The Impact of Genetic Ancestry on Cancer Prognosis in T-ALL Patients Revealed by Research

The recent study published in the journal Blood Cancer Discovery reveals a groundbreaking discovery from a collaborative research effort led by the Children’s Hospital of Philadelphia (CHOP) and St. Jude Children’s Research Hospital. This research has shown, for the first time, the significant influence of genetic ancestry on how mutations in certain genes impact the prognosis for patients suffering from T-cell acute lymphoblastic leukemia (T-ALL). By focusing on personalized medicine, the study aims to enhance treatment options for pediatric cancers such as T-ALL.

As previously noted, most children diagnosed with cancer in the United States receive treatment through clinical trials or established treatment regimens based on earlier trials. These trials increasingly employ prognostic biomarkers to delineate whether patients are at high risk or low risk of serious disease. Prior research has indicated that genetic ancestry plays a role in the manifestation of certain gene changes, but this novel study establishes that these changes can also affect treatment outcomes in a way that is contingent on the patient's ancestry.

David T. Teachey, MD, who is a lead author of the study and also serves as Chair of the Acute Lymphoblastic Leukemia Disease Committee for the Children’s Oncology Group (COG), emphasized the critical need for the equitable implementation of genomic biomarkers in treatment planning. "If we fail to take this essential step, we might unintentionally create disparities in treatment,” he cautioned. Misclassifying patients could lead to inadequate treatments and increased relapse risks or excessive treatments that result in debilitating side effects, particularly in non-European populations.

The investigation included participants from COG’s multicenter phase 3 clinical trial (AALL0434) spanning from 2007 to 2014, evaluating complete sequencing of 1,309 individuals. Remarkably, in this cohort, 80% exhibited mutations in genes with prognostic implications that varied based on genetic ancestry. For instance, the NOTCH1 gene appeared to correlate with improved survival rates for patients of European ancestry. However, it did not demonstrate the same advantage in African ancestry patients.

The collaborative effort united specialists in T-ALL diagnosis, leukemia genomics, genetic ancestry, and social health determinants, including Kira Bona, MD, MPH, from Dana Farber Cancer Institute, who contributed to the research.

Charles Mullighan, MBBS, MSc, MD, a senior co-author from St. Jude, reiterated the findings, illustrating how genetic variations—both inherited and those acquired through tumor evolution—interplay to influence leukemia behavior and characteristics.

Furthermore, the study evaluated existing tools that categorize patients by risk. One specific tool performed well across diverse ancestry groups, while another tool primarily based on European data misclassified patients from differing ancestries. The findings indicate that distinct genetic backgrounds can correlate with more aggressive disease variants and variable treatment responses.

"Our research interest in the intersection of genetic ancestry and pediatric cancer biology has produced several significant findings. This study stands as another testament to the fruitful collaboration with COG, which has further elucidated genetic bases for racial and ethnic disparities in leukemia,” remarked co-corresponding author Jun J. Yang, PhD, who holds an Endowed Chair in Pharmacogenomics at St. Jude.

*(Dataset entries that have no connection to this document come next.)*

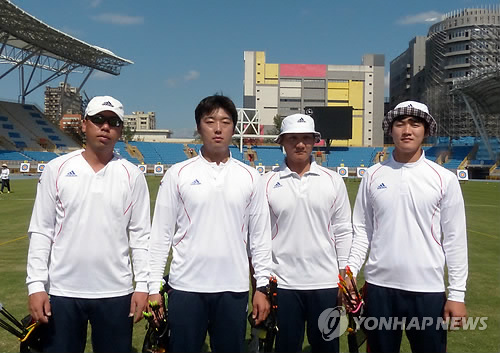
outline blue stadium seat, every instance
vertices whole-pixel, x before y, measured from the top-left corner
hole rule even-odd
[[[281,146],[252,146],[252,149],[257,153],[255,163],[262,163],[262,165],[276,165],[281,164],[284,159]]]
[[[48,162],[52,159],[58,157],[54,152],[42,152],[42,151],[23,151],[23,154],[30,157],[34,161],[44,161]]]
[[[56,125],[46,120],[44,114],[33,105],[0,101],[0,112],[3,117],[0,135],[17,148],[39,150],[41,147],[38,141],[41,139],[57,141],[61,148],[80,147]],[[11,137],[9,132],[18,133],[19,137]],[[57,136],[57,138],[52,136]]]
[[[132,157],[128,153],[127,147],[125,145],[125,142],[123,142],[123,141],[118,141],[116,143],[116,145],[115,145],[115,152],[117,154],[119,154],[121,157],[125,158],[130,163],[134,163],[134,164],[140,164],[141,163],[141,161],[139,161],[137,158]]]
[[[374,158],[382,148],[378,147],[331,147],[326,155],[327,167],[370,167]]]
[[[16,145],[17,148],[26,148],[28,145],[26,145],[26,142],[24,141],[13,141],[14,144]]]
[[[11,138],[21,138],[21,134],[19,132],[9,132],[9,137],[11,137]]]
[[[17,151],[0,151],[0,160],[4,161],[24,161],[26,156],[22,155]]]

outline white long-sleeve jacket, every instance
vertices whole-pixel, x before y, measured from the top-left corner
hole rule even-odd
[[[263,178],[260,189],[271,213],[273,273],[278,286],[336,288],[352,242],[344,180],[314,161],[302,177],[283,163]]]
[[[271,231],[265,198],[256,192],[260,178],[233,158],[217,165],[201,153],[167,170],[151,229],[151,294],[159,291],[170,249],[174,289],[248,291],[248,257],[257,286],[268,283]]]
[[[353,212],[348,264],[365,280],[415,292],[444,292],[464,301],[467,280],[465,209],[457,177],[425,158],[391,158],[366,171]]]
[[[29,226],[29,294],[108,298],[147,292],[149,191],[143,173],[114,157],[94,172],[75,151],[50,161]],[[132,253],[132,264],[130,254]]]

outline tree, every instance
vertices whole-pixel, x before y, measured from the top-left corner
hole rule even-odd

The authors, including first author Haley M. Newman, MD, a junior faculty member at CHOP, proposed that the implications from this study should be expanded to investigate other cancer forms in both children and adults, promoting improved outcomes across all ancestral backgrounds.

Funding for this pivotal research was provided by various organizations including NIH grants and philanthropic foundations, emphasizing the critical support from cooperative bodies to enhance cancer treatment and understanding.

With a focus on improving the guidelines and tools in treatment protocols for T-ALL and potentially other pediatric cancers, this research not only showcases the importance of personalized medicine but also highlights an urgent need for equality in healthcare access based on genetic diversity.